UNA: Unifying Alignments of RLHF/PPO, DPO and KTO by a Generalized Implicit Reward Function
Zhichao Wang, Bin Bi, Can Huang, Shiva Kumar Pentyala, Zixu James Zhu, Sitaram Asur, Na Claire Cheng
TL;DR
UNA introduces a generalized implicit reward function to unify RLHF/PPO, DPO, and KTO by reframing alignment as minimizing the discrepancy between an implicit reward and explicit feedback. The core result is $r_\theta(x,y)=\beta \log\left(\frac{\pi_\theta(y|x)}{\pi_{ref}(y|x)}\right)$ (up to $f(x)$ and constants), enabling online and offline learning across pairwise, binary, and score-based data.

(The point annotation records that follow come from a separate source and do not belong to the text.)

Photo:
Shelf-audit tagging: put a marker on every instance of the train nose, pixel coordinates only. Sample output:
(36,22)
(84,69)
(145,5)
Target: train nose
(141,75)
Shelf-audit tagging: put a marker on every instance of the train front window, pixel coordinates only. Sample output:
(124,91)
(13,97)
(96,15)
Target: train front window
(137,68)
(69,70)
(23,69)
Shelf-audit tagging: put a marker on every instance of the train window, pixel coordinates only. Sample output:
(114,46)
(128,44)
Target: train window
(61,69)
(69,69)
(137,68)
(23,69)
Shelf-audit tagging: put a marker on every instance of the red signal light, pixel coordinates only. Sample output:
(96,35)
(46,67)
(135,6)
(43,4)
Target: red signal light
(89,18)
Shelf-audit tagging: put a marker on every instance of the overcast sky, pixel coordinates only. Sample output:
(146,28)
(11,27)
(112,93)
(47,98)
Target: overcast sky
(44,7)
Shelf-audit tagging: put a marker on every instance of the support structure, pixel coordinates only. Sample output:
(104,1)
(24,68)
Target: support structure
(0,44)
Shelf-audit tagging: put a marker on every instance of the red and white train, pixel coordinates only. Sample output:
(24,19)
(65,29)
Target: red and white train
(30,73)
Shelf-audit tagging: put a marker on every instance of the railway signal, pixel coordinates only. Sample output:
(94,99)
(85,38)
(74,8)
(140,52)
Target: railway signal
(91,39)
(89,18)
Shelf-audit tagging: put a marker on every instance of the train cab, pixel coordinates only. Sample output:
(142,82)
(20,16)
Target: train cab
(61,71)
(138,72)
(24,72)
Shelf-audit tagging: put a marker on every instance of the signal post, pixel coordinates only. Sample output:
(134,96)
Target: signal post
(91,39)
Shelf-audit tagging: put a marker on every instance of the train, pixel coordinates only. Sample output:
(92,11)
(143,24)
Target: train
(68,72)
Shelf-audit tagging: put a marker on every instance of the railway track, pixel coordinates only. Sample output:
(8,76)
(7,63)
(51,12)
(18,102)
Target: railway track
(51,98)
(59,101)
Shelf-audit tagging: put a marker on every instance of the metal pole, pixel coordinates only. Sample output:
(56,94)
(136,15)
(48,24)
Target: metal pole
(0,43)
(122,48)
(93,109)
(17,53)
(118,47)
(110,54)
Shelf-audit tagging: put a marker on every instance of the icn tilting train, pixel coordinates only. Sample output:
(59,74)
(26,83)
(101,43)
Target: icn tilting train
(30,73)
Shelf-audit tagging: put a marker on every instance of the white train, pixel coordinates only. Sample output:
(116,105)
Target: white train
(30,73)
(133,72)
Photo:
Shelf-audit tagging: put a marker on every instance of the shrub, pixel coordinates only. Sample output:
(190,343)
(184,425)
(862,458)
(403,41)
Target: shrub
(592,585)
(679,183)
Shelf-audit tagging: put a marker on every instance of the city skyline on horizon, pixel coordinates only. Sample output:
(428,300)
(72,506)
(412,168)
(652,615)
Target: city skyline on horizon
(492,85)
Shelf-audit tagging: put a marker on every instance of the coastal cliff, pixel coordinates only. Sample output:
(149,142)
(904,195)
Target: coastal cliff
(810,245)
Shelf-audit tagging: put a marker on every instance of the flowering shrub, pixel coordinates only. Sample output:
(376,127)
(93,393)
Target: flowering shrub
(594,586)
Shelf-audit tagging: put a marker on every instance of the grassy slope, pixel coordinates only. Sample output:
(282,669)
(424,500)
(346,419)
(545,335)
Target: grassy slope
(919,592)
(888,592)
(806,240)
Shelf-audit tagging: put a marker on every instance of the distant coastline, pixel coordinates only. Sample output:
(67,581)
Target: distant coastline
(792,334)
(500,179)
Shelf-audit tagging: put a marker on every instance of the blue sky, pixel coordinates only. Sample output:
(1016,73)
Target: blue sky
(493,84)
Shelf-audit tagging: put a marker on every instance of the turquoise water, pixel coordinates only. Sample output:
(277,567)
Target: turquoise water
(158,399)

Offline UNA matches DPO on pairwise data and beats KTO on binary/score-based feedback, while Online UNA replaces PPO with a stable supervised-like update, delivering improved performance and reduced training time/memory. Overall, UNA provides a scalable, unified framework for robust LLM alignment with diverse feedback signals, improving stability, efficiency, and applicability to multiple data modalities.
Abstract
An LLM is pretrained on trillions of tokens, but the pretrained LLM may still generate undesired responses. To solve this problem, alignment techniques such as RLHF, DPO and KTO are proposed. However, these alignment techniques have limitations. For example, RLHF requires training the reward model and policy separately, which is complex, time-consuming, memory intensive and unstable during training processes. DPO proposes a mapping between an optimal policy and a reward, greatly simplifying the training process of RLHF. However, it can not take full advantages of a reward model and it is limited to pairwise preference data. In this paper, we propose \textbf{UN}ified \textbf{A}lignment (UNA) which unifies RLHF/PPO, DPO and KTO. Firstly, we mathematically prove that given the classical RLHF objective, the optimal policy is induced by a generalize implicit reward function. With this novel mapping between a reward model and an optimal policy, UNA can 1. unify RLHF/PPO, DPO and KTO into a supervised learning of minimizing the difference between an implicit reward and an explicit reward; 2. outperform RLHF/PPO while simplify, stabilize, speed up and reduce memory burden of RL fine-tuning process; 3. accommodate different feedback types including pairwise, binary and scalar feedback. Downstream experiments show UNA outperforms DPO, KTO and RLHF.